De NHG-Standaard stelt dat er sprake is van somatisch onvoldoende verklaarde lichamelijke klachten (SOLK) als lichamelijke klachten langer dan enkele weken aanhouden en als er bij adequaat medisch onderzoek geen aandoening is gevonden die de klachten voldoende verklaart.
In de somatische specialismen worden SOLK vaak gegroepeerd naar functionele syndromen: clusters van symptomen die vaak samen voorkomen. Binnen deze syndromen worden de zogenoemde grote drie onderscheiden, te weten chronischevermoeidheidssyndroom (CVS), fibromyalgiesyndroom (FMS) en prikkelbaredarmsyndroom (PDS). Deze worden gekenmerkt door de klachtenclusters vermoeidheid, chronische pijn van het bewegingsapparaat en maag-darmklachten. De vraag of hier sprake is van verschillende stoornissen, of dat het verschillende uitingen zijn van hetzelfde probleem, is vooralsnog onopgelost. Wel is duidelijk dat deze syndromen een aantal gemeenschappelijke kenmerken hebben.

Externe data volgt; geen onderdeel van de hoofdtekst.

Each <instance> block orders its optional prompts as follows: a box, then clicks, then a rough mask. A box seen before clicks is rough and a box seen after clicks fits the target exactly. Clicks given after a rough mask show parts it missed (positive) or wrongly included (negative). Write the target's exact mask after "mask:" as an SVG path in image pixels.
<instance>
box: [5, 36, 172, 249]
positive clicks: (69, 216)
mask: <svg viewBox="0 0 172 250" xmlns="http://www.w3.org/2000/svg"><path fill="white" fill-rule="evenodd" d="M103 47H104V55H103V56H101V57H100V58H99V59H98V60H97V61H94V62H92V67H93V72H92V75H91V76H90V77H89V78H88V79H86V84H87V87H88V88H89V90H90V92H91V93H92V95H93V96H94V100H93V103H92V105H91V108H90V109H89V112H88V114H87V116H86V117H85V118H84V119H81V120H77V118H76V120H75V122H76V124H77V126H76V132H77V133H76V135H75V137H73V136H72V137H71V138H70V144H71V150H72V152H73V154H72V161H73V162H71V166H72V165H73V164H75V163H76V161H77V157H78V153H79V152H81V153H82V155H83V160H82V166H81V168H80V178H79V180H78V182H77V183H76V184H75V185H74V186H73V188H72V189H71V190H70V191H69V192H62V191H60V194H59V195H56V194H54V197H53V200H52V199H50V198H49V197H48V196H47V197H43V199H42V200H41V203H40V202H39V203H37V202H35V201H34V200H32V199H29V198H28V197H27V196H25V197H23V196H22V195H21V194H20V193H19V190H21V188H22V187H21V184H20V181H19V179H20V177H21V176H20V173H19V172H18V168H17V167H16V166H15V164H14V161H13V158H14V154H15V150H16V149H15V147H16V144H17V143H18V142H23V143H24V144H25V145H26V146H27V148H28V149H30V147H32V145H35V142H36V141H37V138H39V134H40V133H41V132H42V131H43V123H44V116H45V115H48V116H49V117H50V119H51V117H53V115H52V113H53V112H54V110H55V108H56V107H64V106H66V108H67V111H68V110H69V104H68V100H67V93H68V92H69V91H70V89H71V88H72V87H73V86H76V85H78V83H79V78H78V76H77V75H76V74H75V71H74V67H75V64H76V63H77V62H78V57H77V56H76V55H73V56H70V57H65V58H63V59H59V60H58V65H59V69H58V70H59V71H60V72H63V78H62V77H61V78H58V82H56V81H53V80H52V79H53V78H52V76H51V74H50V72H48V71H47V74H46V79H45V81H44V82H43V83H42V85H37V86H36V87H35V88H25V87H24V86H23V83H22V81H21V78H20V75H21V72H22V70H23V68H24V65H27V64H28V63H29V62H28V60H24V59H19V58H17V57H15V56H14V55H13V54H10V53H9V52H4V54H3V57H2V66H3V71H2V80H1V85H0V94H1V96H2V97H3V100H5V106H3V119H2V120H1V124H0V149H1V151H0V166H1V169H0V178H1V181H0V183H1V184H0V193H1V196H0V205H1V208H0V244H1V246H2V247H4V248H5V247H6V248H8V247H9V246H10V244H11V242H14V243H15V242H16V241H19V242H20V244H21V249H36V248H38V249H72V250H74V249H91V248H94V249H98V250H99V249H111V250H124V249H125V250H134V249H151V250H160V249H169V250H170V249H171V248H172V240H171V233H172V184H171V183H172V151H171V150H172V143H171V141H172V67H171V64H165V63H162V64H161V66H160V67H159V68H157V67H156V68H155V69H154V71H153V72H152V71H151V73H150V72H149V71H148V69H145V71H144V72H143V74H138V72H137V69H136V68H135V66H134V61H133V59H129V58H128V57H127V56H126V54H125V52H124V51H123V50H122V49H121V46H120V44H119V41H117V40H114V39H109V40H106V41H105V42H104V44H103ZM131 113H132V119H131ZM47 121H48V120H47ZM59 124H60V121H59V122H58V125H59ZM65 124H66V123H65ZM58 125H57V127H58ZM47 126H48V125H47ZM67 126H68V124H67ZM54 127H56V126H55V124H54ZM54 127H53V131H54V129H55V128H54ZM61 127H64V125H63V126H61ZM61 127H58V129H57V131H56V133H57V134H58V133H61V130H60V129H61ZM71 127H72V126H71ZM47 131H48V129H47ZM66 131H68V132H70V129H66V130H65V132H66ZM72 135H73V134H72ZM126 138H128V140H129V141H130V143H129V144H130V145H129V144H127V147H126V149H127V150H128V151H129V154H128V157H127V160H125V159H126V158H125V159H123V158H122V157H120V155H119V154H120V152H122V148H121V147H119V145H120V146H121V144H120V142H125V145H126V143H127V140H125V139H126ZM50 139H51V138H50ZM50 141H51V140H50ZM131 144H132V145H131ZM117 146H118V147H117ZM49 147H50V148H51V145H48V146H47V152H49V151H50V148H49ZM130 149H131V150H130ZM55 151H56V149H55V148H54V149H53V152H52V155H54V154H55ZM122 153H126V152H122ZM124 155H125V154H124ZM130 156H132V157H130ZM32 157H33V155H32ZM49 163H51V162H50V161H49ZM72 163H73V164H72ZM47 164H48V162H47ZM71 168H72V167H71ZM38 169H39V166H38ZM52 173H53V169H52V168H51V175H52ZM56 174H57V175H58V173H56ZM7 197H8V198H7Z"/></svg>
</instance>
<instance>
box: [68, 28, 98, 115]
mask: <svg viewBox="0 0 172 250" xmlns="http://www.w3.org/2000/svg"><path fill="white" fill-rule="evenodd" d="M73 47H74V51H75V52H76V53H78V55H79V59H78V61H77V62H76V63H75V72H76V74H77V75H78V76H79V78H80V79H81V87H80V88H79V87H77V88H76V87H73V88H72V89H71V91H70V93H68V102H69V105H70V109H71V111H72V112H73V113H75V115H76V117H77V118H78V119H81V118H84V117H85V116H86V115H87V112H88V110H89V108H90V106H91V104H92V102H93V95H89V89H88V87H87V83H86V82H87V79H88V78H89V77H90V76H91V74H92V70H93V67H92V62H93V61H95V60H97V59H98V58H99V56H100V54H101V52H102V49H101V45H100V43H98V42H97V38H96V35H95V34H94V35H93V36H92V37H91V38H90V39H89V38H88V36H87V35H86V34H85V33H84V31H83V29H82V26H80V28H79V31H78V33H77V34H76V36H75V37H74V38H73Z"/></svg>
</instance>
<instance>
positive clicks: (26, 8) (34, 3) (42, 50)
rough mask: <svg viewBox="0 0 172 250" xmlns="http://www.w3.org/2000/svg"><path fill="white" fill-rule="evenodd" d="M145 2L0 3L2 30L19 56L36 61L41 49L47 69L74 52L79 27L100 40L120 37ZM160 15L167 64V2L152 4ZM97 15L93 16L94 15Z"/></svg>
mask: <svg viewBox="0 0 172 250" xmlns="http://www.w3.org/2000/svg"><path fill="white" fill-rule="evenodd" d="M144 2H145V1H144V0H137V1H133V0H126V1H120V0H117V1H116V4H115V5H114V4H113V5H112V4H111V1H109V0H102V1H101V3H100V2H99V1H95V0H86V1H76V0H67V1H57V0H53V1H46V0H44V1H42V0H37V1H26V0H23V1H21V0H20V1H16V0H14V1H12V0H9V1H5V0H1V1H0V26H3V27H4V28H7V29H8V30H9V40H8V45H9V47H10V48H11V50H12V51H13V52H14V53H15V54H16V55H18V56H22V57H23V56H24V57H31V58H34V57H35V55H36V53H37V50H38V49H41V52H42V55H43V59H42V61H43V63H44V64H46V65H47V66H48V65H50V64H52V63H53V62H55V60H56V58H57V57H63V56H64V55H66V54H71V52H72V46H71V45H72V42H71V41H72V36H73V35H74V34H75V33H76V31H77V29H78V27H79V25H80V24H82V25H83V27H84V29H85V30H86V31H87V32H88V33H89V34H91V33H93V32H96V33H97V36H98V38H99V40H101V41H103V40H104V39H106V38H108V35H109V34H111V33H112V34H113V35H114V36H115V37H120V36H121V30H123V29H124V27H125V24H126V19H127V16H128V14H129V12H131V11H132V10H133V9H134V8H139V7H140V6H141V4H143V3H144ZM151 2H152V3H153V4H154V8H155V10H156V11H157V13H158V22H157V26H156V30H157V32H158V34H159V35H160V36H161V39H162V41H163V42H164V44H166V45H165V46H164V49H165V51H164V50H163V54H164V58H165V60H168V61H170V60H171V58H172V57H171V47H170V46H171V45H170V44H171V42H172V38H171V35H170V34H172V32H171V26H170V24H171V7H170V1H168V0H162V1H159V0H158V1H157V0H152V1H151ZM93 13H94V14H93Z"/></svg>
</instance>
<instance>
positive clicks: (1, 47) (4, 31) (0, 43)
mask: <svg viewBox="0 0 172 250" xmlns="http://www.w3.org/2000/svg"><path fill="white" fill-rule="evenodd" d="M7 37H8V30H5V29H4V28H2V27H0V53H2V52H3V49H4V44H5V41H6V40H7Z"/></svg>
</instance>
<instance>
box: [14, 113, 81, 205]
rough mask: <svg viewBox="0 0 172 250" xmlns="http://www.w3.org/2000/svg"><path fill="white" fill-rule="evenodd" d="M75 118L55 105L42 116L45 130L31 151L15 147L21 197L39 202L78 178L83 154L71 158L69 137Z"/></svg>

SOLK zijn geassocieerd met beperkingen in kwaliteit van leven, werkgerelateerde beperkingen, en gestegen ziektekosten. Een recente Nederlandse studie vergeleek functionele beperkingen op lichamelijk, psychisch en maatschappelijk vlak tussen SOLK-syndromen (CVS, FMS, PDS) en erkende ziekten met soortgelijke symptomen (multipele sclerose (MS), reumatoïde artritis (RA), inflammatoire darmziekten (IBD)). Hieruit bleek dat de functionele beperkingen in alle domeinen minstens net zo groot zijn in de SOLK-groep als in de groep met erkende ziekten. De directe medische kosten in Nederland zijn geschat op 3.123 euro per SOLK-patiënt per jaar, besteed aan medicatiegebruik, gemiddeld acht bezoeken aan somatisch specialisten, veertien fysiotherapeutbezoeken en zestien huisartsbezoeken.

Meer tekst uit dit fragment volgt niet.